Government to lower export target

Government is lowering its export target for this year as a result of the global economic slowdown which is expected to worsen following the terrorist attacks on the US, Trade and Industry Secretary Manuel Roxas II said over the weekend.

"Government is revising downwards its export figures especially since a global economic recession is now expected," Roxas said, adding that "the export numbers for July this year already showed a slowdown."

"In the beginning of the year we were saying at best a flat growth, now we are saying there will be a decline of at least 10 percent," Roxas said.

The country’s export earnings reached $38 billion for the whole of last year.

According to Roxas, most of the export slowdown will be in the electronics sector.

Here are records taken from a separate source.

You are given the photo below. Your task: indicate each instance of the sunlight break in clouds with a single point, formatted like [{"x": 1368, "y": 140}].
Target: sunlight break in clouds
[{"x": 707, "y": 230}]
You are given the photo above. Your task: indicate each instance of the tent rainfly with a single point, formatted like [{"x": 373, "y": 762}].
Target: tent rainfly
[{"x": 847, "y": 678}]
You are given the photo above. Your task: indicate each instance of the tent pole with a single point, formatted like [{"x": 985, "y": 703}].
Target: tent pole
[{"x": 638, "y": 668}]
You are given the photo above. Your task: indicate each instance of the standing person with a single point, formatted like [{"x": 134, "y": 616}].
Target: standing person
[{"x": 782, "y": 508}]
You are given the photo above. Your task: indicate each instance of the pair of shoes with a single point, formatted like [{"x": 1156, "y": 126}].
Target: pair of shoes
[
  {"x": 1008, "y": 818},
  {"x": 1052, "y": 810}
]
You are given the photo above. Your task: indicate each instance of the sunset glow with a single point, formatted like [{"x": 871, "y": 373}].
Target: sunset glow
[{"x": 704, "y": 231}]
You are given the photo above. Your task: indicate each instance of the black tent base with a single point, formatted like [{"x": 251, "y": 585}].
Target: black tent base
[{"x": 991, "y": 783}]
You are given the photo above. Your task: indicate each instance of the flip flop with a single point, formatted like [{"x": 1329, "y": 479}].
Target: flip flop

"One reason for the slowdown is the softening of demand for electronic products following the collapse of the dot-coms," Roxas said.

Roxas, however, still sees a bright spot in spite of the expected slowdown in export performance.

He said a large portion of the country’s import bill is accounted for by capital goods and raw materials.

"More specifically, 35 percent of the country’s import bill is capital equipment and 40 percent are raw materials and intermediate goods. This mix augurs well for continued economic activity."

The import figures, Roxas said, is the reason why government is still optimistic that the third quarter growth figure will still be positive.

Government remains optimistic that the country will still be able to weather the global recession by relying more heavily on its domestic production.